Jeff Passan of ESPN reports that Major League Baseball commissioner Rob Manfred told MLB Players Association executive director Tony Clark today that if the players don’t do a better job of managing the coronavirus, he could shut the baseball season down.
From the article:
In addition to this simply being dire for the prospects of the season -- so many games have already been canceled, but before now no one has publicly suggested it could be shut down -- if what Passan says is true and Manfred is putting this on the players’ lap in such a straightforward wa, it risks alienating players who may take it as Manfred making them scapegoats if he has to shut the baseball season down. He and the players should be talking about a collective effort to do better, not casting blame at what is a failure with many fathers.
To be sure, players are the front line here. The vast majority of positive tests have come from the player ranks and there are strong rumors that the Marlins outbreak was the fault of the players acting irresponsibly. Without them, no games can be played. The season can weather a lot, but players must remain healthy lest Manfred shut the baseball season down. At the same time, Major League Baseball and the players jointly devised the league’s health and safety protocols. If infections which have caused the multiple game cancellations have occurred even in compliance with those rules -- if they are rules, as opposed to recommendations -- one has to ask why the protocols are the way that they are and why they weren’t more strict.

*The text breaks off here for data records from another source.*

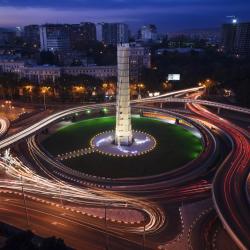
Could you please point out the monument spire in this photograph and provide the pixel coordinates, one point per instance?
(123, 132)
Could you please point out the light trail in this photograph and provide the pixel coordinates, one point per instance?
(230, 180)
(22, 176)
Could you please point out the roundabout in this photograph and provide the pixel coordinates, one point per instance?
(170, 145)
(104, 143)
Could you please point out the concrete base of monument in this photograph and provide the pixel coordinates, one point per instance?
(142, 144)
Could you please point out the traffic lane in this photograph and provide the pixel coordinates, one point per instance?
(46, 224)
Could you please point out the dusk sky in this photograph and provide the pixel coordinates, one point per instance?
(168, 15)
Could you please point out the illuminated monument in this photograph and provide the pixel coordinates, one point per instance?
(123, 131)
(123, 142)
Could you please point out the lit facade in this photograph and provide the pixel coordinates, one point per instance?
(123, 132)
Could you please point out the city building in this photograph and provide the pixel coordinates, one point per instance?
(113, 33)
(54, 38)
(101, 72)
(40, 74)
(140, 57)
(7, 36)
(148, 33)
(236, 38)
(123, 131)
(84, 32)
(32, 35)
(11, 66)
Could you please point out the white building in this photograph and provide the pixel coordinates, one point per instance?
(11, 66)
(140, 57)
(101, 72)
(123, 132)
(54, 38)
(148, 33)
(41, 74)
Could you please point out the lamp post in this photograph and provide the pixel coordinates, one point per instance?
(44, 91)
(24, 201)
(44, 99)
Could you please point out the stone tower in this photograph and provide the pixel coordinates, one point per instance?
(123, 131)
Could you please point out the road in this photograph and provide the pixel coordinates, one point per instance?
(228, 191)
(230, 180)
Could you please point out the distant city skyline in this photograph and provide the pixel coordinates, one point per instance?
(168, 15)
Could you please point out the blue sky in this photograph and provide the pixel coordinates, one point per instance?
(168, 15)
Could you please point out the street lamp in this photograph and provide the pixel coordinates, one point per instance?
(44, 92)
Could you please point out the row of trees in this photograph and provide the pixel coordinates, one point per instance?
(66, 88)
(229, 72)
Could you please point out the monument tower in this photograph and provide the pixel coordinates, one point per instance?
(123, 131)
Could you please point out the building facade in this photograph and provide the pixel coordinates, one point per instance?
(54, 38)
(140, 57)
(148, 33)
(113, 33)
(236, 39)
(11, 66)
(84, 32)
(32, 34)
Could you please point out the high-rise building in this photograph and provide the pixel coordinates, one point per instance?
(54, 38)
(123, 132)
(228, 37)
(236, 38)
(113, 33)
(242, 39)
(82, 33)
(32, 34)
(140, 57)
(148, 33)
(7, 36)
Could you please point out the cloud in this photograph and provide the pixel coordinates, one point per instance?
(167, 13)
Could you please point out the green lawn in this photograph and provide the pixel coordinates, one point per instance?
(175, 147)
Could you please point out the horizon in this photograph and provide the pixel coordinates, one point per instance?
(168, 15)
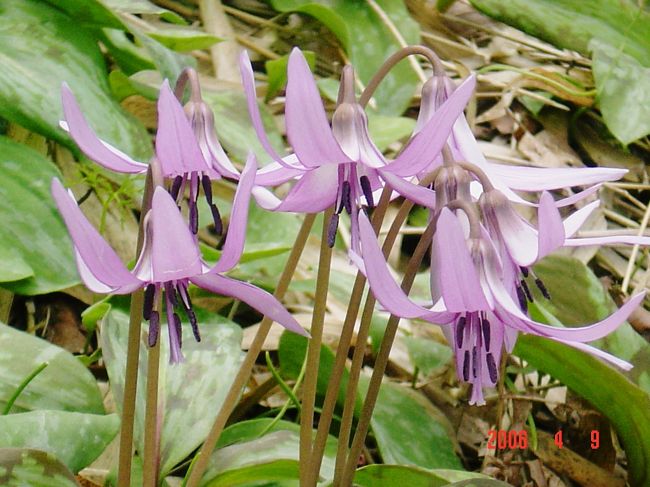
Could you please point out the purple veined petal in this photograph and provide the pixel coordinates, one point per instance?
(234, 245)
(255, 297)
(418, 194)
(573, 222)
(613, 240)
(96, 149)
(315, 191)
(424, 146)
(248, 80)
(539, 179)
(176, 146)
(550, 228)
(622, 364)
(382, 284)
(99, 266)
(308, 130)
(174, 253)
(460, 285)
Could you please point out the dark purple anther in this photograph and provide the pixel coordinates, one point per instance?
(176, 186)
(367, 190)
(542, 288)
(154, 328)
(524, 286)
(147, 308)
(485, 327)
(492, 367)
(194, 217)
(460, 328)
(466, 366)
(207, 188)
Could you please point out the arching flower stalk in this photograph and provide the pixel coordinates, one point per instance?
(339, 165)
(169, 261)
(187, 150)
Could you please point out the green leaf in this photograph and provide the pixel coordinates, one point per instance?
(76, 439)
(45, 263)
(191, 392)
(368, 42)
(64, 385)
(40, 48)
(410, 430)
(626, 406)
(21, 466)
(623, 91)
(392, 475)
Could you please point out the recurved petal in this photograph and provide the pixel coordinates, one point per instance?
(255, 297)
(96, 149)
(422, 149)
(308, 129)
(382, 285)
(176, 145)
(234, 245)
(459, 280)
(99, 266)
(174, 251)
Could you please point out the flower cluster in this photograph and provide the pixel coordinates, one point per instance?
(482, 249)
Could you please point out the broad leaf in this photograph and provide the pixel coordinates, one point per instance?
(190, 393)
(38, 53)
(65, 384)
(75, 439)
(37, 265)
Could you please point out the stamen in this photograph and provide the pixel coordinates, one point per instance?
(540, 285)
(331, 230)
(524, 286)
(207, 188)
(154, 328)
(466, 366)
(367, 190)
(147, 308)
(523, 304)
(492, 367)
(176, 186)
(460, 328)
(485, 327)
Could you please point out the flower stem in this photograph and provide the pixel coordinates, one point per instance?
(133, 350)
(151, 461)
(382, 360)
(359, 350)
(203, 456)
(345, 339)
(313, 353)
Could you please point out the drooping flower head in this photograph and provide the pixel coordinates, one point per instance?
(169, 261)
(187, 150)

Either way, in my mind it comes down to this: (a) players need to stop being irresponsible jackwagons; but (b) those in authority should know well by now that depending upon people to voluntarily make smart collective decisions in all this, as opposed to requiring them to engage in smart practices, is a sucker’s bet. Just look at how the non-baseball world has dealt with the pandemic if you need any evidence of that. Governors and others have, largely, made recommendations, not strict rules. About masks. About gatherings. About any number of things. We are where we are because depending on people to do the smart thing instead of the things they want to do for selfish reasons has failed.
However that all works out, though, it’s clear, based on both the state of the schedule and the health of the league at the moment, that the season is in jeopardy. Manfred has the power to shut the baseball season down. The fact that he is now saying so out loud is sobering.